Approximately 4.4 percent of U.S. adults may have some form of bipolar disorder during some point in their lifetime, including about 2.4 percent with a "sub-threshold" condition, according to an article in the May issue of Archives of General Psychiatry , one of the JAMA/Archives journals.
Individuals with bipolar disorder tend to fluctuate between periods of mania—an inappropriately elevated mood, characterized by impulsive behavior and an increased activity level—and periods of depression. They are at increased risk of suicide and other medical problems, such as cardiovascular disease, according to background information in the article. Previously, researchers estimated that about 1 percent of adults had bipolar disorder. But evidence indicates that current diagnostic criteria may be too narrow to effectively detect bipolar disorder in the general population, and that a broader definition of bipolar spectrum disorder would identify many more individuals with bipolar symptoms, the authors note.
Kathleen R. Merikangas, Ph.D., National Institute of Mental Health, Bethesda, Md., and colleagues estimated the national prevalence of bipolar disorder using data from 9,282 individuals chosen to represent the general population. The researchers conducted interviews between February 2001 and April 2003 to assess the presence of bipolar disorder and other psychiatric conditions.
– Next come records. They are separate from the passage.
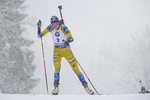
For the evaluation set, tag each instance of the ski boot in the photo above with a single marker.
(56, 89)
(89, 91)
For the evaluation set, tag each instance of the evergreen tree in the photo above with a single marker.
(16, 68)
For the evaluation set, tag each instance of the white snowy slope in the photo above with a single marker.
(75, 97)
(104, 43)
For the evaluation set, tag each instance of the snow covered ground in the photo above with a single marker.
(102, 30)
(76, 97)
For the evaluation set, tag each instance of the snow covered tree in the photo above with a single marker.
(16, 68)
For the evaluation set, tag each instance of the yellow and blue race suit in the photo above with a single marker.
(60, 50)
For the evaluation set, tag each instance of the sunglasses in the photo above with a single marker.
(54, 22)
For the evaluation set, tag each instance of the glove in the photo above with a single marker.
(61, 21)
(66, 43)
(39, 23)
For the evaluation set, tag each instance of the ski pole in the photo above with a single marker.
(82, 70)
(43, 58)
(60, 7)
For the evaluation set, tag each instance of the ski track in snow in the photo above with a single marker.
(75, 97)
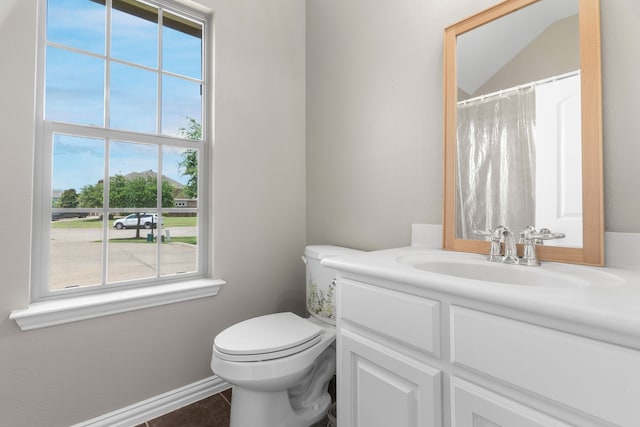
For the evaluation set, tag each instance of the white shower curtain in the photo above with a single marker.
(496, 163)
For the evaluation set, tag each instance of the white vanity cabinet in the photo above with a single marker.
(381, 382)
(412, 357)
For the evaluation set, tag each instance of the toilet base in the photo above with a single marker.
(273, 409)
(300, 406)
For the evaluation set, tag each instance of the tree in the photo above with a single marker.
(117, 191)
(68, 199)
(189, 164)
(91, 196)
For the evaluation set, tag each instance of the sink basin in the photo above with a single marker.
(475, 267)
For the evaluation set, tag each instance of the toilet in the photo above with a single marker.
(280, 364)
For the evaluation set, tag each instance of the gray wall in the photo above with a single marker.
(554, 52)
(374, 116)
(65, 374)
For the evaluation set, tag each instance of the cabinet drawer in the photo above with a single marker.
(475, 406)
(595, 377)
(406, 318)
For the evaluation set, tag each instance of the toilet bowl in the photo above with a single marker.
(280, 364)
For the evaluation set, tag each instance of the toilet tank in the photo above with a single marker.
(320, 287)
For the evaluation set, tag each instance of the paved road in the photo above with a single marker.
(76, 256)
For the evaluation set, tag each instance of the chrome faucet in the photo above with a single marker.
(499, 235)
(530, 237)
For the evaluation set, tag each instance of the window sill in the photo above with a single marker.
(56, 312)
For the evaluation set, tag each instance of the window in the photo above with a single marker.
(121, 155)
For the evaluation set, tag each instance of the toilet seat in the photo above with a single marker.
(266, 338)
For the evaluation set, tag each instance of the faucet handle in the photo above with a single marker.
(484, 233)
(531, 237)
(495, 236)
(510, 251)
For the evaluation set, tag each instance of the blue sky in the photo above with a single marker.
(75, 89)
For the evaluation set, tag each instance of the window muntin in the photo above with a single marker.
(115, 135)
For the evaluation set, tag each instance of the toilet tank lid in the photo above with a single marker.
(324, 251)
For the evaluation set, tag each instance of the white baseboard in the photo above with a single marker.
(159, 405)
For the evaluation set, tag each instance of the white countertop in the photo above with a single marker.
(609, 301)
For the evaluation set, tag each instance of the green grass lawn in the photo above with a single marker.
(169, 221)
(192, 240)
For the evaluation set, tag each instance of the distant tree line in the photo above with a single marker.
(140, 191)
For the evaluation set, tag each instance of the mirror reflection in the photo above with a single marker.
(518, 131)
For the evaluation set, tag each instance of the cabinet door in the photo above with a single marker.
(474, 406)
(379, 387)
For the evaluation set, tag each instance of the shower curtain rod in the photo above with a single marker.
(522, 86)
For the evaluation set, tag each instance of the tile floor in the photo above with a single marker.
(213, 411)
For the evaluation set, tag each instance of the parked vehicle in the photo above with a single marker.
(131, 221)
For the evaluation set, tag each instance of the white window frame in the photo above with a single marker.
(61, 306)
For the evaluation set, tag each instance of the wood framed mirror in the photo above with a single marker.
(467, 82)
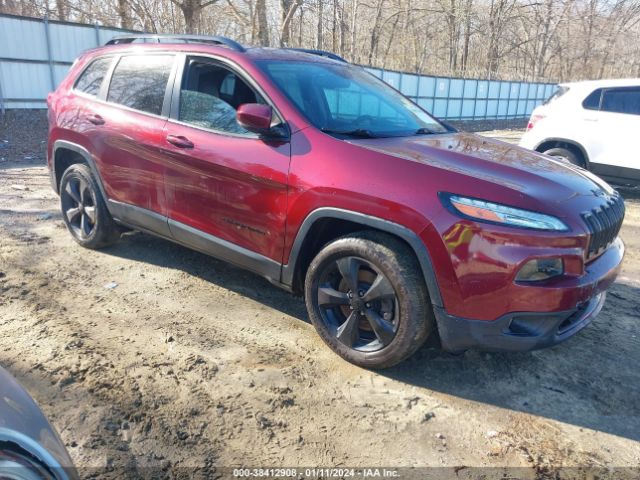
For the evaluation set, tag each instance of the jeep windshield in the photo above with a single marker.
(345, 100)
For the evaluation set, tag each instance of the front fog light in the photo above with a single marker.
(540, 269)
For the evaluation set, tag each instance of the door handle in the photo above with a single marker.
(95, 119)
(179, 141)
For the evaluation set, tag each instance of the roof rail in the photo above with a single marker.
(176, 38)
(321, 53)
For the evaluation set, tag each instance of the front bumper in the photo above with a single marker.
(515, 331)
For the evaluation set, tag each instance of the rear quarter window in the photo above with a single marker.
(91, 78)
(592, 102)
(140, 82)
(556, 95)
(621, 100)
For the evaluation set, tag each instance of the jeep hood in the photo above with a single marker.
(524, 171)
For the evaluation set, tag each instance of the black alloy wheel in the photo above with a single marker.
(79, 207)
(358, 304)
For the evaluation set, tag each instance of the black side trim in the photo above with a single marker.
(620, 174)
(139, 218)
(224, 250)
(366, 220)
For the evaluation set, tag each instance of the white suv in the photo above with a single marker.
(593, 124)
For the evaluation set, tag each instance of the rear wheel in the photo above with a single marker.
(565, 155)
(367, 299)
(83, 209)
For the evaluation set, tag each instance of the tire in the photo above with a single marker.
(565, 155)
(84, 211)
(388, 328)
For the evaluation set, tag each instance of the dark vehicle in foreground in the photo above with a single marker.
(30, 448)
(320, 177)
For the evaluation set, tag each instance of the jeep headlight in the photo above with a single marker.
(489, 212)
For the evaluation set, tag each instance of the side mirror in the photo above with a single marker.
(255, 117)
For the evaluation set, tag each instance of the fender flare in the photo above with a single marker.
(84, 153)
(569, 142)
(409, 236)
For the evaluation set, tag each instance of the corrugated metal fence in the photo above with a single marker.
(36, 54)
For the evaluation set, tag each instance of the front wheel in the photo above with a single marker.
(84, 211)
(367, 299)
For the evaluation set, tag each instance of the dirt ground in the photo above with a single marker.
(151, 358)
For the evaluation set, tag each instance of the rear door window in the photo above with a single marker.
(210, 95)
(91, 79)
(140, 82)
(621, 100)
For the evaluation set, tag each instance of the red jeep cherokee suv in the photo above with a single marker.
(320, 177)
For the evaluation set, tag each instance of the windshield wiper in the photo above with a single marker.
(358, 132)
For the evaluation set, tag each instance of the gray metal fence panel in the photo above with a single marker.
(36, 54)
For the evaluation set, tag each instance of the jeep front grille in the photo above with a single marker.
(604, 224)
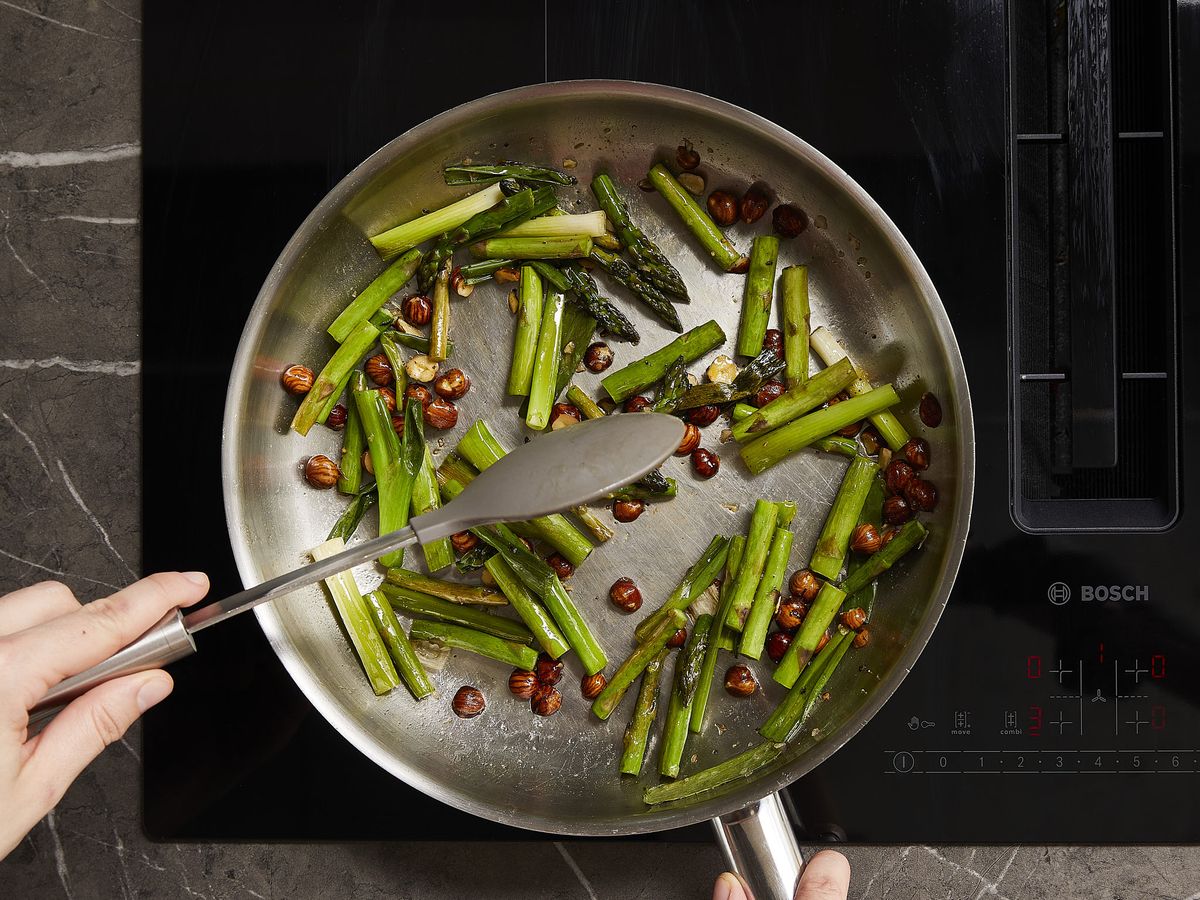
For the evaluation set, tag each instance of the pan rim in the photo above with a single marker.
(653, 819)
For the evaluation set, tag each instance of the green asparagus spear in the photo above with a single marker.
(639, 731)
(832, 545)
(627, 673)
(793, 285)
(468, 594)
(695, 582)
(402, 654)
(525, 345)
(742, 766)
(465, 639)
(654, 299)
(545, 367)
(775, 445)
(334, 377)
(687, 675)
(711, 238)
(375, 295)
(759, 294)
(499, 172)
(406, 237)
(648, 259)
(795, 402)
(762, 527)
(358, 622)
(885, 421)
(717, 633)
(537, 619)
(637, 376)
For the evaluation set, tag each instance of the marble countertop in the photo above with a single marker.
(70, 498)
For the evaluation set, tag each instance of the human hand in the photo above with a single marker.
(46, 635)
(826, 877)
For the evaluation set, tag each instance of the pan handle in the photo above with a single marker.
(760, 847)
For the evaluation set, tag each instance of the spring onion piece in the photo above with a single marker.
(334, 377)
(375, 295)
(399, 646)
(628, 381)
(697, 221)
(775, 445)
(793, 285)
(885, 421)
(466, 639)
(420, 229)
(359, 623)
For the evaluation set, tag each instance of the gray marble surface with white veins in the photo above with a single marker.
(70, 496)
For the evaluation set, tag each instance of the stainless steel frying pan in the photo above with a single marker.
(559, 774)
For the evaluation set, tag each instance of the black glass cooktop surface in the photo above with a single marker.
(1059, 699)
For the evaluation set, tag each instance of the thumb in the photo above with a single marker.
(89, 724)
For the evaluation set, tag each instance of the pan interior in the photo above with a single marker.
(561, 773)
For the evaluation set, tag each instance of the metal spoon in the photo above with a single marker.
(556, 472)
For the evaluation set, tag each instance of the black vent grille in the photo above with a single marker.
(1092, 288)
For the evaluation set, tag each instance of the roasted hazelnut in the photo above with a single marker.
(598, 357)
(753, 207)
(453, 384)
(563, 415)
(865, 539)
(321, 472)
(855, 618)
(789, 221)
(522, 683)
(419, 393)
(468, 702)
(723, 207)
(417, 309)
(546, 702)
(690, 439)
(897, 475)
(336, 418)
(547, 670)
(767, 393)
(705, 462)
(930, 409)
(378, 370)
(916, 451)
(897, 510)
(791, 613)
(463, 541)
(921, 495)
(778, 645)
(625, 595)
(441, 414)
(592, 685)
(561, 564)
(687, 156)
(804, 585)
(739, 681)
(297, 379)
(627, 510)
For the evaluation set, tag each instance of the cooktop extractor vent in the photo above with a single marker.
(1092, 265)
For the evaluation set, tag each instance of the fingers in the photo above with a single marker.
(34, 605)
(46, 654)
(83, 729)
(826, 877)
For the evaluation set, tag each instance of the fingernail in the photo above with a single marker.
(154, 691)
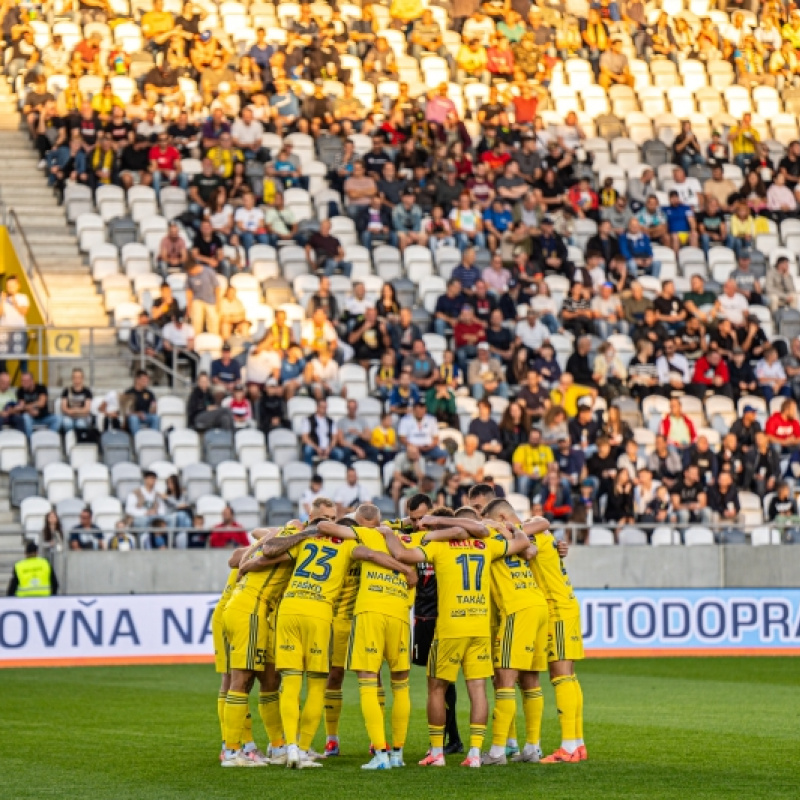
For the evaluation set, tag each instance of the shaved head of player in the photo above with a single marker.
(480, 495)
Participants were classified as having bipolar disorder I, characterized by at least one episode of mania and one of depression; bipolar disorder II, requiring an episode of depression plus hypomania, a milder form of mania that does not require hospitalization; and a milder, sub-threshold bipolar disorder that involves hypomania with or without depression, otherwise classified as bipolar disorder "not otherwise specified" in the current diagnostic nomenclature of the American Psychiatric Association.
The study found that:
- A total of 1.0 percent of participants had bipolar disorder I and 1.1 percent had bipolar disorder II in their lifetimes; in the previous 12 months, 0.6 percent had bipolar disorder I, 0.8 percent bipolar disorder II and 1.4 percent sub-threshold manifestations of bipolar disorder.
- Symptoms began at age 18.2 years for bipolar disorder I, 20.3 years for bipolar disorder II and 22.2 years for sub-threshold bipolar disorder.
- 95.8 to 97.7 percent of those with bipolar disorder and 88.4 percent of those with sub-threshold bipolar disorder also had another psychiatric condition, such as an anxiety disorder or substance use disorder, which is a frequent complication of bipolar illness.
- The majority of those with lifetime bipolar disorder (80.1 percent) received treatment, including 69.3 percent of those with sub-threshold bipolar disorder; most of those people sought treatment for the depression rather than for the manic symptoms of bipolar disorder.
- However, over the previous 12 months, only 25 percent of those with bipolar disorder I, 15.4 percent with bipolar disorder II and 8.1 percent with sub-threshold bipolar disorder received appropriate medication.
"The present results reinforce the argument of other researchers that clinically significant sub-threshold bipolar disorder is as least as common as threshold bipolar disorder," the authors write. "Although most individuals with bipolar disorder receive treatment owing to co-morbid disorders, the lack of re cognition of their underlying bipolarity leads to only a few receiving appropriate treatment." The findings suggest that a substantial proportion of those diagnosed with major depression may actually have a form of bipolar disorder.
More individuals with other psychiatric disorders should also be screened for bipolar disorder, the authors conclude. "Additional research is needed to resolve uncertainty regarding the most appropriate threshold and boundary distinctions for bipolar disorder. This uncertainty remains a major impediment to advancing the understanding of the bipolar disorder spectrum in the population."
(Arch Gen Psychiatry. 2007;64:543-552)
Editor's Note: The NCS-R is supported by a grant from the National Institute of Mental Health, with supplemental support from the National Institute of Drug Abuse , the Substance Abuse and Mental Health Services Administration, a grant from the Robert Wood Johnson Foundation and the John W. Alden Trust. Please see the article for additional information, including other authors, author contributions and affiliations, financial disclosures, funding and support, etc.